Crítica
Ouvimos: Paul McCartney e Wings – “Wings” (coletânea)

RESENHA: Coletânea Wings relembra a fase 1971–79 de Paul McCartney, quando liderou a banda que dá nome ao disco. É pop-rock brilhante entre caos criativo, hits abundantes e a busca de um novo caminho pós-Beatles.
Texto: Ricardo Schott
Nota: 10
Gravadora: MPL / Universal
Lançamento: 7 de novembro de 2025
- Quer receber nossas descobertas musicais direto no e-mail?

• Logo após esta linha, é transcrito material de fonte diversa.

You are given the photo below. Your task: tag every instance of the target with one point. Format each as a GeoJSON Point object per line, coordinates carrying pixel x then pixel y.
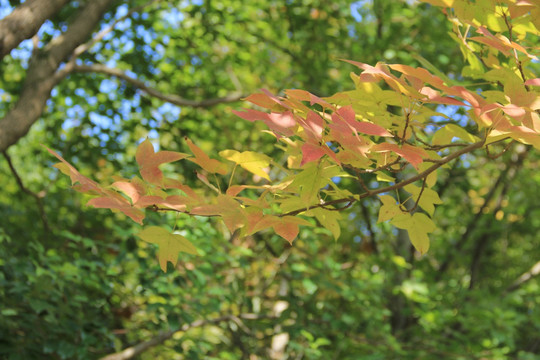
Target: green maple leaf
{"type": "Point", "coordinates": [169, 244]}
{"type": "Point", "coordinates": [249, 160]}
{"type": "Point", "coordinates": [428, 199]}
{"type": "Point", "coordinates": [329, 219]}
{"type": "Point", "coordinates": [312, 179]}
{"type": "Point", "coordinates": [389, 209]}
{"type": "Point", "coordinates": [418, 226]}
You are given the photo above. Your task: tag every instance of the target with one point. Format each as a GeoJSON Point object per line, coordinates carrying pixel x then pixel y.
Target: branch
{"type": "Point", "coordinates": [40, 79]}
{"type": "Point", "coordinates": [483, 240]}
{"type": "Point", "coordinates": [533, 271]}
{"type": "Point", "coordinates": [39, 203]}
{"type": "Point", "coordinates": [474, 222]}
{"type": "Point", "coordinates": [173, 99]}
{"type": "Point", "coordinates": [25, 21]}
{"type": "Point", "coordinates": [99, 36]}
{"type": "Point", "coordinates": [138, 349]}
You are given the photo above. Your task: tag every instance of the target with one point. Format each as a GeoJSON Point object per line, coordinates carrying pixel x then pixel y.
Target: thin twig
{"type": "Point", "coordinates": [173, 99]}
{"type": "Point", "coordinates": [39, 203]}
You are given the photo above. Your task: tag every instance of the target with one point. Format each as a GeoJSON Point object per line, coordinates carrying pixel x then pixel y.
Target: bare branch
{"type": "Point", "coordinates": [398, 185]}
{"type": "Point", "coordinates": [40, 79]}
{"type": "Point", "coordinates": [99, 36]}
{"type": "Point", "coordinates": [25, 21]}
{"type": "Point", "coordinates": [526, 276]}
{"type": "Point", "coordinates": [37, 198]}
{"type": "Point", "coordinates": [173, 99]}
{"type": "Point", "coordinates": [138, 349]}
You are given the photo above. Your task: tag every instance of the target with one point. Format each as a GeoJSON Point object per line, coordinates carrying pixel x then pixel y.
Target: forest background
{"type": "Point", "coordinates": [76, 283]}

Assine a newsletter do Pop Fantasma e não perca nada.
Não bastasse ter formado os Beatles e ter sido o grande responsável pela virada artsy e psicodélica do grupo – que gerou o clássico Sgt Pepper’s Lonely Hearts Club Band (1967) – Paul McCartney foi responsável por um dos maiores “isso não vai ficar assim!” da história do rock. Foi o primeiro a anunciar publicamente que a banda estava acabando e ainda completou a vingança montando uma outra banda poucos anos após deixar o grupo. Tudo bem à moda do ego enorme do ex-beatle, que queria provar ser capaz de fazer parte de duas bandas de rock históricas e importantes.
Na real, não é bem assim: o Wings, grupo que Paul montou para ser o dono da bola – e para fazer tudo que ele já queria fazer nos Beatles, só que sem os outros três na cola dele – mal pode ser chamado de “grupo” de fato. Era uma turma cujo núcleo duro era concentrado em Paul (voz, baixo, guitarra, teclados), Denny Laine (guitarra), Linda McCartney (voz e teclados) e, por uns tempos, Denny Seiwell (bateria).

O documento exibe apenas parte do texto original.